Taşınabilir kameraların ucuzlaması ve pazar paylarının artması, porno sektörüne en büyük rakip olacak “bağımsız” porno sektörünün de oluşmasına olanak sağlayacaktı. 2005 yılında çevrilen “Pirates” ise milyon doları geçen prodüksiyon bütçesiyle bugüne kadar yapılmış en pahalı ve DVD üzerinde en çok satılan porno film olma özelliğine sahip. Film, bu özelliğiyle sektörün geldiği noktayı göstermesi açısından önem taşıyor.
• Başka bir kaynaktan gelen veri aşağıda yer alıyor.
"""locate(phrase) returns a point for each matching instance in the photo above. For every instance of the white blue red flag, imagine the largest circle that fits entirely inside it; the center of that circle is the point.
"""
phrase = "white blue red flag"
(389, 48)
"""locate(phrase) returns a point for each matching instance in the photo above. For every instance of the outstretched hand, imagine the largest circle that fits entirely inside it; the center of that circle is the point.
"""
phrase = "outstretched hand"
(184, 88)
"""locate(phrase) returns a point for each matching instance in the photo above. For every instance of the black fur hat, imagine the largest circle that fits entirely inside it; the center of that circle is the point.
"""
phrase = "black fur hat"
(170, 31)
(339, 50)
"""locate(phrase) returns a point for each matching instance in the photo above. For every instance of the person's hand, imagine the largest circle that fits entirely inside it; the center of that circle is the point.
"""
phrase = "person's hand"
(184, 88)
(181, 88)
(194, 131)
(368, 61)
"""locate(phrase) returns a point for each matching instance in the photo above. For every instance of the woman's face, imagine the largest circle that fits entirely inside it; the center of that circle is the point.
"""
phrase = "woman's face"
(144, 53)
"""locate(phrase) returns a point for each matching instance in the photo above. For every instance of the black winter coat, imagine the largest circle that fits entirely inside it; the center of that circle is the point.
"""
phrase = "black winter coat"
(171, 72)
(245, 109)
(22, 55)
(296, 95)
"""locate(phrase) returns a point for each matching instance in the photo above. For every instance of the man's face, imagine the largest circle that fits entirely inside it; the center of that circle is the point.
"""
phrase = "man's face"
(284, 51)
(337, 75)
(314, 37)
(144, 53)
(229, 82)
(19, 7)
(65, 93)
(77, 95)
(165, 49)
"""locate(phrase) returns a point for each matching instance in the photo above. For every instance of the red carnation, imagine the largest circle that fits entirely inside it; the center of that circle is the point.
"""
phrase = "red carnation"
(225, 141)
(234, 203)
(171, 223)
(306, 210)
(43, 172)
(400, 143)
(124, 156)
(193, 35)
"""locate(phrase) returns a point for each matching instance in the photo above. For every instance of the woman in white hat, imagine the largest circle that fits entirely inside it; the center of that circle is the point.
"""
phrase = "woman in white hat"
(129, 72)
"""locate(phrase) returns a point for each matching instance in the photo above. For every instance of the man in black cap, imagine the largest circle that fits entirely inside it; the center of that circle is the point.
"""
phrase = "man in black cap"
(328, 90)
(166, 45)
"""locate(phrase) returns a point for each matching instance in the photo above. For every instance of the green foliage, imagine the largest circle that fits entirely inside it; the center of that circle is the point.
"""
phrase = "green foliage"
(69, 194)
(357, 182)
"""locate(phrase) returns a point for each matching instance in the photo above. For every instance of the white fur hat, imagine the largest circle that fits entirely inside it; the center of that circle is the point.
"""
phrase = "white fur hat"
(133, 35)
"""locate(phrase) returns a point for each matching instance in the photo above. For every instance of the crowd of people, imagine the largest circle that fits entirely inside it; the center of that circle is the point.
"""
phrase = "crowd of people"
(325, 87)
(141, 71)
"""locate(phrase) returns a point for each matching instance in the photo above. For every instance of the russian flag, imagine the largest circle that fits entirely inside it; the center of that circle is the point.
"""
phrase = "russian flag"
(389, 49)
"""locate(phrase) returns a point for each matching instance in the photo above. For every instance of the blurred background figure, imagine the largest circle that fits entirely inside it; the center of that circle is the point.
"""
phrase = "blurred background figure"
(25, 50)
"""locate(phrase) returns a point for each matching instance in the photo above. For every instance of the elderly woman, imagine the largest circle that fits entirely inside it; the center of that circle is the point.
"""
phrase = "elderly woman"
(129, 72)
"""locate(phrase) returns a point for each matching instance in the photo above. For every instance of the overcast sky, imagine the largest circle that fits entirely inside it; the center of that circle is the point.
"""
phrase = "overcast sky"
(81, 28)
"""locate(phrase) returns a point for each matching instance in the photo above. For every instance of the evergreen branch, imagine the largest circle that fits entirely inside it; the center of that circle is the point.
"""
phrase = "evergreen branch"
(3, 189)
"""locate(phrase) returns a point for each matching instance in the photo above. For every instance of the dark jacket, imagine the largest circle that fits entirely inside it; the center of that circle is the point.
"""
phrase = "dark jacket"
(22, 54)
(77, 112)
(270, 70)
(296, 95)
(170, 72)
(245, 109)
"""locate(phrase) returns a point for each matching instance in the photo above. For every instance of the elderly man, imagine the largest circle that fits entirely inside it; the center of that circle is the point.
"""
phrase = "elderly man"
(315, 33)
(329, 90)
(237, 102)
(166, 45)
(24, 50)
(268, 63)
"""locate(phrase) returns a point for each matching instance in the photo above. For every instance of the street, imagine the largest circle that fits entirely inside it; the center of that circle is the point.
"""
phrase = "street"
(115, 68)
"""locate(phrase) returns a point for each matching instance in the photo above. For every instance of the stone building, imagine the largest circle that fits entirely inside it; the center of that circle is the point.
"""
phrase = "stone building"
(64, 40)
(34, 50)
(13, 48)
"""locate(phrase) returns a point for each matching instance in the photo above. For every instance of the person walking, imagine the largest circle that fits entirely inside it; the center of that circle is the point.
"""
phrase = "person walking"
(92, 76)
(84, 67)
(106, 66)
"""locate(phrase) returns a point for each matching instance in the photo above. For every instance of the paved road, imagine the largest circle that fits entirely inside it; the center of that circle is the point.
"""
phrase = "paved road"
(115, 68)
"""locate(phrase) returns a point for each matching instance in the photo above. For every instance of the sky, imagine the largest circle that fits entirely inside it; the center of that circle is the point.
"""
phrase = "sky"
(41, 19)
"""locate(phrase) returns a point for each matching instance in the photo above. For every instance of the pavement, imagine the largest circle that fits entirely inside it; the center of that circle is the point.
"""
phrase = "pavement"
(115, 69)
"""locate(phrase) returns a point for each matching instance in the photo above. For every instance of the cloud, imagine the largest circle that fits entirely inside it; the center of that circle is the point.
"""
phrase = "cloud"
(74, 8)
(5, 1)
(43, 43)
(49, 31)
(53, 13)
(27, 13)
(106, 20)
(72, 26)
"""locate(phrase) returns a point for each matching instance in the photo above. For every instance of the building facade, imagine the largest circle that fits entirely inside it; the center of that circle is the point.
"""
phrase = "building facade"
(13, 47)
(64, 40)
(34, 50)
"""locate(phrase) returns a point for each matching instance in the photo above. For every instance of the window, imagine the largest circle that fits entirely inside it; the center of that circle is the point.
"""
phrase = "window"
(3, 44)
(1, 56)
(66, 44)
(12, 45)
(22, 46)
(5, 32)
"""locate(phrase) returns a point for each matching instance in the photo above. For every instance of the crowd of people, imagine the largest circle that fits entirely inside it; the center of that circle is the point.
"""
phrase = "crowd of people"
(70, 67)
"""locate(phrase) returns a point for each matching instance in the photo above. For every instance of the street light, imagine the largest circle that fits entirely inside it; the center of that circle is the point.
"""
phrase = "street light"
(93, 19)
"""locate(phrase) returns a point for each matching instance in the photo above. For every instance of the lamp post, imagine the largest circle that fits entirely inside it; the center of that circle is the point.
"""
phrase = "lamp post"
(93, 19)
Porno filmler teknik olarak süper egoyu öteleyen, cinselliği en düz haliyle teşhir ederek izleyicilerini utanma duygularından arındıran, eylemi mekanikleştirerek ortaya koyan yapıtlar olarak nitelendiriliyor. İlişki biçimlerini erotik estetizm bağlamından kopartarak ve aşk/sevgi duygularından soyutlayarak, organları ve bedenin parçalarını bütünselliğinden yalıtarak cinselliği yalnızca fetişist bir edim haline getiriyorlar. Bu nedenle ilk başta seyredenler için heyecan verici olsa da tekrarlarında sıkıcılaşmaları doğal. Farklı eğilimler, hastalık derecesindeki fetişler bir yana sürekli “yeni” içerik üretilmesinin arkasındaki temel sebep de bu.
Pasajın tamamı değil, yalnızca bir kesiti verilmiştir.